News

Trump Knew He Tested Positive for COVID-19 Before Debating Biden

In a new book, Trump chief of staff Mark Meadows wrote that the president received a positive COVID-19 test three days before debating Biden.
Cameron Joseph
Washington, US
Then-U.S. President Donald Trump tested positive for COVID-19 before a presidential debate in Nashville, Tennessee with Joe Biden on September 29, 2020.
Then-U.S. President Donald Trump tested positive for COVID-19 before a presidential debate in Nashville, Tennessee with Joe Biden on September 29, 2020. (Kevin Dietsch / UPI / Bloomberg via Getty Images)

Then-President Donald Trump tested positive for COVID-19 three days before debating Joe Biden and almost a week before he publicly admitted he had the virus, Trump chief of staff Mark Meadows reportedly revealed in his new book.

According to the Guardian, which obtained an advance copy of the book, Meadows wrote that while the debate rules required both candidates “to test negative for the virus within seventy two hours of the start time … Nothing was going to stop [Trump] from going out there.”

Advertisement

Trump reportedly tested positive on Sept. 26, before receiving a negative test the same day. He took that as an all-clear to continue on his normal schedule as previously planned, which included multiple crowded events where the president refused to wear a mask.

Meadows wrote that Trump looked “a little tired” and thought he had a “slight cold” that day — when he presided over a White House ceremony for Supreme Court nominee Amy Coney Barrett, a likely super-spreader event. Despite that, he headed off on Marine One that afternoon to fly to a Pennsylvania campaign rally.

Just as he took off, White House doctor Sean Conley called Meadows to tell him of the positive test.

“Stop the president from leaving,” Meadows reportedly wrote. “He just tested positive for Covid.” Meadows didn’t reach Trump until he’d boarded Air Force One, where he informed him of the result.

Trump’s reply, Meadows wrote, “rhyme[d] with ‘Oh spit, you’ve gotta be trucking lidding me.’”

Shortly after that, Trump got back a second test that showed a negative result.

Meadows writes that Trump took that call as “full permission to press on as if nothing had happened,” though Meadows says he “instructed everyone in his immediate circle to treat him as if he was positive” throughout the Pennsylvania trip.

“I didn’t want to take any unnecessary risks,” Meadows writes, “but I also didn’t want to alarm the public if there was nothing to worry about—which according to the new, much more accurate test, there was not.”

Advertisement

That meant the president went about his business, traveling around the country unmasked, for almost a week before a subsequent test showed he was positive for COVID-19.

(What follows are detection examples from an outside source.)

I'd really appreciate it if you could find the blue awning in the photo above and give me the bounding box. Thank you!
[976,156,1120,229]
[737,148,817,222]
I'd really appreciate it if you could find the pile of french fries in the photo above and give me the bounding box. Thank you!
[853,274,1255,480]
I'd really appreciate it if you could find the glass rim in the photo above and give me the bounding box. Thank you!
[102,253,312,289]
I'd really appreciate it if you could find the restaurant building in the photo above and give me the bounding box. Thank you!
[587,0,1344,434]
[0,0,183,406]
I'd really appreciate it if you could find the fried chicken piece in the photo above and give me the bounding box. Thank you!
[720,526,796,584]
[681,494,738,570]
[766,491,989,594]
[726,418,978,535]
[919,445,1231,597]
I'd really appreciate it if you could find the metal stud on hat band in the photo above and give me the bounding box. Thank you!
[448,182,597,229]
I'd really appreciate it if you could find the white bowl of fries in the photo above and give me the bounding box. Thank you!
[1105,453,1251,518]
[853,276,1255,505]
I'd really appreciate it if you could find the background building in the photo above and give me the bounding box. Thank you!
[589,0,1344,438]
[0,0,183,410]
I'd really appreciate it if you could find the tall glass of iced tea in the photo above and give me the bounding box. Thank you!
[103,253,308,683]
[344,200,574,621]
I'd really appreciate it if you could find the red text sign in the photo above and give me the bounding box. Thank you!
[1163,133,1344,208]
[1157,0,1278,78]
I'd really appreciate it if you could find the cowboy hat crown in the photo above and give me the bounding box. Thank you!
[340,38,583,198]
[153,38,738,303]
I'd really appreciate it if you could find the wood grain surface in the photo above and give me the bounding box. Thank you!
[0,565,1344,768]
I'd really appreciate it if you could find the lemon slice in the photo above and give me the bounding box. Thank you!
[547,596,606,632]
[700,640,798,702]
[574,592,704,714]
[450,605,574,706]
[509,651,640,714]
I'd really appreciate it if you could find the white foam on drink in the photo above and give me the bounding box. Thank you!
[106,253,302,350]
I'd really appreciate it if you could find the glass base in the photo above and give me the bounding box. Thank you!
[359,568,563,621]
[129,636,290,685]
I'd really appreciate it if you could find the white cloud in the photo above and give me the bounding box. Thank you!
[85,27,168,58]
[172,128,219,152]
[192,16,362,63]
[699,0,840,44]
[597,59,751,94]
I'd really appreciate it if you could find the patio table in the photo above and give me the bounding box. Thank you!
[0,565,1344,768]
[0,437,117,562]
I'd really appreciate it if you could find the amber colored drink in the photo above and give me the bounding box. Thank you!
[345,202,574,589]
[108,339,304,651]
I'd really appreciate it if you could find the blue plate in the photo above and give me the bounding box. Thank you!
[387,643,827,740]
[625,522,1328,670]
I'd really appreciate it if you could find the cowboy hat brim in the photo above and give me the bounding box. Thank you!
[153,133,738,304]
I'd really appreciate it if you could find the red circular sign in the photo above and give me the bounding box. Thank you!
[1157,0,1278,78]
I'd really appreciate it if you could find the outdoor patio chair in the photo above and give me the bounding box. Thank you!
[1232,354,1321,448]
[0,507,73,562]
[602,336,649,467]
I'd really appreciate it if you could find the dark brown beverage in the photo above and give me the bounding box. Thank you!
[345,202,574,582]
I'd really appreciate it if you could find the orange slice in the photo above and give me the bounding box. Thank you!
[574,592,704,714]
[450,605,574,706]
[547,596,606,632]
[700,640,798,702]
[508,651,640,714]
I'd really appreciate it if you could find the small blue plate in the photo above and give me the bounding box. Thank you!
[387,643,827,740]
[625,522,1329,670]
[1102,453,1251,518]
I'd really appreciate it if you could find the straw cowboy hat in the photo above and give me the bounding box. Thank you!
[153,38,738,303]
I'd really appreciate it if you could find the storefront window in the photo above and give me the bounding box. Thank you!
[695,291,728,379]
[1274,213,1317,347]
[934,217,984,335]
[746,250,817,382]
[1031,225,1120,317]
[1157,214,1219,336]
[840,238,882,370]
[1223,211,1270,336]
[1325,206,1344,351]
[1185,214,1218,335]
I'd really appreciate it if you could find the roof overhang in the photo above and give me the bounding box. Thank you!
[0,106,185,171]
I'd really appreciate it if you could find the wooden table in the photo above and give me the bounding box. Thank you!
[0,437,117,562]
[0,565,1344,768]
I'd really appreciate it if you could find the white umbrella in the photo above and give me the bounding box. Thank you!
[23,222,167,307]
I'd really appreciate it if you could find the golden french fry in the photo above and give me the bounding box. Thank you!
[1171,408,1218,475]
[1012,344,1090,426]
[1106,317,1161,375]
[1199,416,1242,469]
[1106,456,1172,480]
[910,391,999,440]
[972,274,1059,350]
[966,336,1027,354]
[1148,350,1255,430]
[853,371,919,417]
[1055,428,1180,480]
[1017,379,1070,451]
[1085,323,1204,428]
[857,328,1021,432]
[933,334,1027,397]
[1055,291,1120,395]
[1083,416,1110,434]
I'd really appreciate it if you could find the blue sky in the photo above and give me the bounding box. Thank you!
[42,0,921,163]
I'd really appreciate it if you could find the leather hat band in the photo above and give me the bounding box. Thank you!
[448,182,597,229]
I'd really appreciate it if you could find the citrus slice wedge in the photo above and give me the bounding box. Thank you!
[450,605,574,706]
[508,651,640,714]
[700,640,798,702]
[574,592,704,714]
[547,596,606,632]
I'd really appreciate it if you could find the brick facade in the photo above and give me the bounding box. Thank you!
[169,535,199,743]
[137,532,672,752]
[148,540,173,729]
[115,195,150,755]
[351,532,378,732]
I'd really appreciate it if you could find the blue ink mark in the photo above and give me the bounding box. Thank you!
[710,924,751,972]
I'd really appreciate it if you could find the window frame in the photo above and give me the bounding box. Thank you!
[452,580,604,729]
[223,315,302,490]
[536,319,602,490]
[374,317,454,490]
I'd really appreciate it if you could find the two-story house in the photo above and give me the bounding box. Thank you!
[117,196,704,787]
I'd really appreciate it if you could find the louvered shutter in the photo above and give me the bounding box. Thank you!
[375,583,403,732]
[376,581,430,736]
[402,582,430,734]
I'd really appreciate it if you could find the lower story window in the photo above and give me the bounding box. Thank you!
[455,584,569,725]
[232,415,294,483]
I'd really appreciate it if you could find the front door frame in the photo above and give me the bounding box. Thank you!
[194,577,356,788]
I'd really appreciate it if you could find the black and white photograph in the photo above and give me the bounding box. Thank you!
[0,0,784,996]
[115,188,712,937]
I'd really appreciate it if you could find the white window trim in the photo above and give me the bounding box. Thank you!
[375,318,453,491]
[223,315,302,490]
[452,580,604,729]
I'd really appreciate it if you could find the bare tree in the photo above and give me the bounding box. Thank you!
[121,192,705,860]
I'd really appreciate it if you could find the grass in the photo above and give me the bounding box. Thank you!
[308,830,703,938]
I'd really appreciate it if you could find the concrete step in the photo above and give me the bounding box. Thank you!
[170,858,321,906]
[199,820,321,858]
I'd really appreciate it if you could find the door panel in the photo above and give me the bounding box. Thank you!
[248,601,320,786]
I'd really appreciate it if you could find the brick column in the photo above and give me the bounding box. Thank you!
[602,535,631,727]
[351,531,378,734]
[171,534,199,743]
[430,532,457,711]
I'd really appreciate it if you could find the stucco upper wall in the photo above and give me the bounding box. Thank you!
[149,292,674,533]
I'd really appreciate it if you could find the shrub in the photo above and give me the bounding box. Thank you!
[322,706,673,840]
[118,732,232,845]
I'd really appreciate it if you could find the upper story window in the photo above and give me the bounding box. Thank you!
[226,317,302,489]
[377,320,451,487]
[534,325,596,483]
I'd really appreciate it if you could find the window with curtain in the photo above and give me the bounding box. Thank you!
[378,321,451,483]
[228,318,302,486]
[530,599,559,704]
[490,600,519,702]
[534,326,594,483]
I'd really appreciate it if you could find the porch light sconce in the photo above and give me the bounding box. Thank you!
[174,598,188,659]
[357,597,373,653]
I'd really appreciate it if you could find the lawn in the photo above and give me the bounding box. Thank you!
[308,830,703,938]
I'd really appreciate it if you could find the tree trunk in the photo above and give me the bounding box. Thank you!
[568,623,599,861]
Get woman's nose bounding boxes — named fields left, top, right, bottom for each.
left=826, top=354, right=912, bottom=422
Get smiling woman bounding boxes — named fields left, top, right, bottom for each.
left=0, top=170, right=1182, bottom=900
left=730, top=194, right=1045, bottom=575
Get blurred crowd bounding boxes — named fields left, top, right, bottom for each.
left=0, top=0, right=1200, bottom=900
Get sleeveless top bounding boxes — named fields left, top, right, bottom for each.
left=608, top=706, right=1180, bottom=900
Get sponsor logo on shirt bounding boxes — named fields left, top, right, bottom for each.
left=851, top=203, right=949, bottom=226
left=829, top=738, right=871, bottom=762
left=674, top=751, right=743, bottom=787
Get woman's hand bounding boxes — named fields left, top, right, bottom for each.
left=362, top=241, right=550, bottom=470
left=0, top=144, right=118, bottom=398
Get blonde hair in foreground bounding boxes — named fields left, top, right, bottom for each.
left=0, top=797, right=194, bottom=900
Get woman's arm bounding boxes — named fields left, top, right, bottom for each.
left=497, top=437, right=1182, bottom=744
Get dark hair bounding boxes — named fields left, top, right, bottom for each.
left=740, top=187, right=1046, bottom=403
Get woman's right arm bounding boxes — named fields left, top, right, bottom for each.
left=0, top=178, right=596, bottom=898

The new report from Meadows suggests that Trump, then 74, took the debate stage in Cleveland on Sept. 29 next to Joe Biden, then 77, knowing he’d tested positive for COVID-19. Trump and his team were supposed to have taken COVID tests before the debate on-site but showed up too late to take the test, Fox News host and debate moderator Chris Wallace said at the time, saying they’d instead relied on the “honor system.”

Many members of Trump’s entourage who’d been in close contact with the president refused to wear masks at the debate, flouting Cleveland Clinic rules. And Trump mocked Biden’s mask-wearing during the debate.

“Every time you see him, he’s got a mask. He could be speaking 200 feet away from them, and he shows up with the biggest mask I’ve ever seen,” Trump said.

Trump didn’t publicly admit that he had COVID-19 until 1 a.m. EST on Friday, Oct. 2. Within 18 hours, he was sent to Walter Reed Medical Center. That raised eyebrows at the time, since that would have marked a more-rapid decline from early symptoms to serious health risks than the often weeklong process takes. If he had COVID-19 a week earlier, as Meadows said, this makes much more sense. 

Advertisement

It’s unclear whether Trump took any other COVID tests between those Saturday tests and that Friday morning test—which came only after news leaked that Trump’s close adviser, Hope Hicks, had tested positive for COVID-19—or what those results were.

Trump called the Guardian report on Meadows’ book “fake news” in a statement, but he didn’t actually contradict any of the claims Meadows reportedly lays out.

“The story of me having COVID prior to, or during, the first debate is Fake News. In fact, a test revealed that I did not have COVID prior to the debate,” Trump said in a statement.

That’s what Meadows said: that one test was positive, another was negative, and Trump took that mixed result to mean he didn’t have COVID.

Biden and his team didn’t catch COVID from Trump. But many others at the White House and Trump’s campaign, as well as other Republicans who visited the White House around that time, were infected as well. 

And it wasn’t confined to Trump’s team. Just hours after Trump received that first positive test, he went to the back of Air Force One, maskless, to talk to reporters. One of those reporters, the New York Times’ Michael Shear, tested positive for COVID-19 a few days later.